Patient generation 1604 may also initialize variables to specific
values. The script may identify a particular medical area. For
example, a script that generates a virtual patient having
osteoporosis and cataracts may belong to a "geriatric" medical
area. Additionally, the script may differ for men and women.
[0075] The script used to generate a patient may be randomly
selected from all scripts. Alternatively, a user may specify a
medical area and restrict patient generation to those scripts
belonging to that area. Patient generation 1604, however, can occur
without a script. For example, a patient generator can produce a
virtual patient having a random selection of medical
characteristics.
[0076] After generating 1604 the virtual patient, a simulator
presents 1606 the virtual patient to the user based on virtual
patient state data (e.g., vital statistic variables and lab test
variables) and updates 1608 the state data by interpreting the data
structures defining virtual patient characteristics.
[0077] FIG. 17 shows a diagram of a simulator 1700. In addition to
the user interface 1722 (see FIGS. 8-14), the simulator 1700
includes procedures 1701 that interpret data structures defining
the virtual patient.
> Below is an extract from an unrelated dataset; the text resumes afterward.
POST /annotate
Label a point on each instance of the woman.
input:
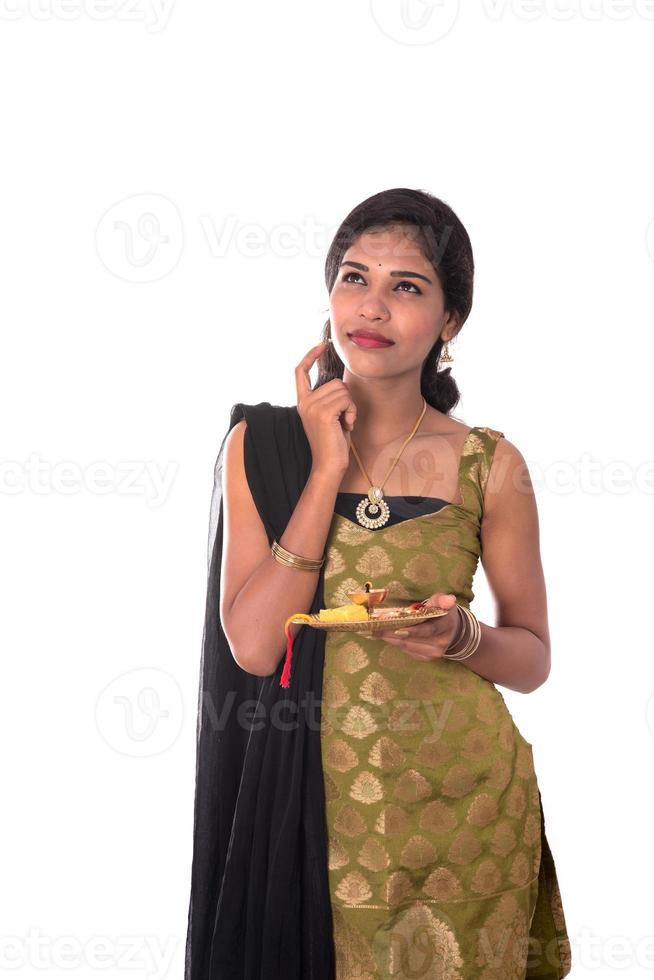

The procedures 1701 handle questioning 1702 of
the virtual patient (e.g., review of systems (ROS) questions),
responding to lab test 1704 requests from the user, responding to
physical examinations 1706 requested by the user, and responding to
orders 1708 issued by the user.
[0078] The procedures 1701 also modify state data of the virtual
patient by interpreting evolution 1712 and migration 1714 data
structures, and computation 1715 data structures. Evolutions 1712
control variables to reflect some condition. For example, a
diabetes evolution will cause the virtual patient to gain weight.
By contrast, migrations 1714 randomly vary variables within
specified bounds. The combination of migrations 1714 and evolutions
1712 force a user to distinguish between significant and
insignificant variations in vital signs and lab tests results.
Computations 1715 allow mathematical modeling of system variables
based on value(s) of other system variable(s).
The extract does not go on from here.